During the Second World War a large number of French children were displaced and separated from their families as a result of the Allied bombing of France, the threat of invasion and severe food shortages in cities. Known as the “petits réfugiés” (little refugees) the voices of these children have rarely been heard.
Dr Lindsey Dodd’s new research project explores the memories of the “petits réfugiés” providing them with a voice for the first time. A senior lecturer in modern European history, Dr Dodd has research specialisms in the theory and practice of oral history, and the experiences of children in war, particularly in France.
International research collaboration
Following a successful bid with colleagues from Bath Spa University and Université Paris Ouest Nanterre La Défense, Dr Lindsey Dodd from the University of Huddersfield has embarked on a 30-month research project. This multi-stranded project is jointly funded by the UK Arts and Humanities Research Council (AHRC) and the French Laboratoire d’Excellence (LabEx) Les passés dans le présent.

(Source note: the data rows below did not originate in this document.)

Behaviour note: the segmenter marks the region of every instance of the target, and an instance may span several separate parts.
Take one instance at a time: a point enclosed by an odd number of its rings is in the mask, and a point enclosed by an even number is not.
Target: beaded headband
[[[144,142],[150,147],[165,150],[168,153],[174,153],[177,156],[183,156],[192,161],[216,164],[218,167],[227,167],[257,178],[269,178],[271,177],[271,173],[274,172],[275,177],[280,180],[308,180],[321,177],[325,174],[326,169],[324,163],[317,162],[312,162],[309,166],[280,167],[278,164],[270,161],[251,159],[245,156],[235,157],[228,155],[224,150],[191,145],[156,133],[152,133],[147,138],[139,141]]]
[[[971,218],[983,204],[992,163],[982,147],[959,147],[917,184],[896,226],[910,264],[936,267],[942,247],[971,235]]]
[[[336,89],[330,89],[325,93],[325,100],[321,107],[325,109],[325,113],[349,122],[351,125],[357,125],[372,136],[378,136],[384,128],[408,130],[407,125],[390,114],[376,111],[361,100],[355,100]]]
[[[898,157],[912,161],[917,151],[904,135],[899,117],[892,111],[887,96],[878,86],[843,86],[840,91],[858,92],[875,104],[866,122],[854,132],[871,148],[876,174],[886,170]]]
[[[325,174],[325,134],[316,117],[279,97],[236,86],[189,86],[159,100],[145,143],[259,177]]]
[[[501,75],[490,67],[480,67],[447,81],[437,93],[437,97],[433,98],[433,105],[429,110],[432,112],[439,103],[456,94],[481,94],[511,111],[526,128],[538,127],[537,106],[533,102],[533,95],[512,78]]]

The funding unites the AHRC’s theme Care for the Future: Thinking Forward Through the Past and the LabEx research strand ‘The past in the present’.

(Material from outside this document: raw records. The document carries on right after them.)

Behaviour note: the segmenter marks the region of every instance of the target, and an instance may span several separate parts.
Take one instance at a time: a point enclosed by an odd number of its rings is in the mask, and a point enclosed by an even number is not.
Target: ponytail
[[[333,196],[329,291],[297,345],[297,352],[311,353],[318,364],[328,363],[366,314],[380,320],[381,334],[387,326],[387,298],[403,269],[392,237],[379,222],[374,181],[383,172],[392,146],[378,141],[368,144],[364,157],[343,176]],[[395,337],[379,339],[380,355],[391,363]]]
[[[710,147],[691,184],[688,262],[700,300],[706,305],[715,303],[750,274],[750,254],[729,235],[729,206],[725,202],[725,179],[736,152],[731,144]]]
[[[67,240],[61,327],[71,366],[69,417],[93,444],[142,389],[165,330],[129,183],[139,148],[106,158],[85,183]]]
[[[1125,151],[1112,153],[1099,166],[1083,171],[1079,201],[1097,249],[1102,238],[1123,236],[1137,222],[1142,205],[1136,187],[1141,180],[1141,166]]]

This Anglo-French funding will enable the recording and analysis of the memories of French people who became “petits réfugiés”
Disrupted Histories: Recovered Pasts
Titled Disrupted Histories: Recovered Pasts, the overarching project incorporates varied research by experts in fields that include history, politics, ethnography, history, sociology and anthropology, who will investigate five separate case studies, linked through the use of oral history. Each of the experts has an interest in history, memory, commemoration and narrative and are all working on post-conflict and post-colonial contexts, with populations who have been displaced. As the research progresses, working papers and research blogs will appear on the project’s online platform, accessed at https://dsrupdhist.hypotheses.org/.
Discovering “Usable Pasts”
Official histories create versions of the past which are “usable”. As such, they tend to homogenise the past and impose certain storylines. The ‘Disrupted Histories’ project looks towards unofficial and heterogenous versions of the past. By providing a platform for those excluded voices it may be possible to revise more formalised narratives.
The experience of civilians in wartime, many of whom are children, can struggle to find a place in the French narrative of the Vichy era, which has created various “usable pasts” over time, from the glorification of the role of the Resistance to feelings of shame over collaboration with Nazi Germany and guilt over the deportation of Jews.
Dr Dodd will carry out around 20 new interviews, focusing on issues of family displacement and separation, and working with the Archives municipales de Boulogne-Billancourt in the Paris region and the Archives départementales de la Creuse in the centre of France.
This research will enable older people to share their childhood experiences and become part of their national story.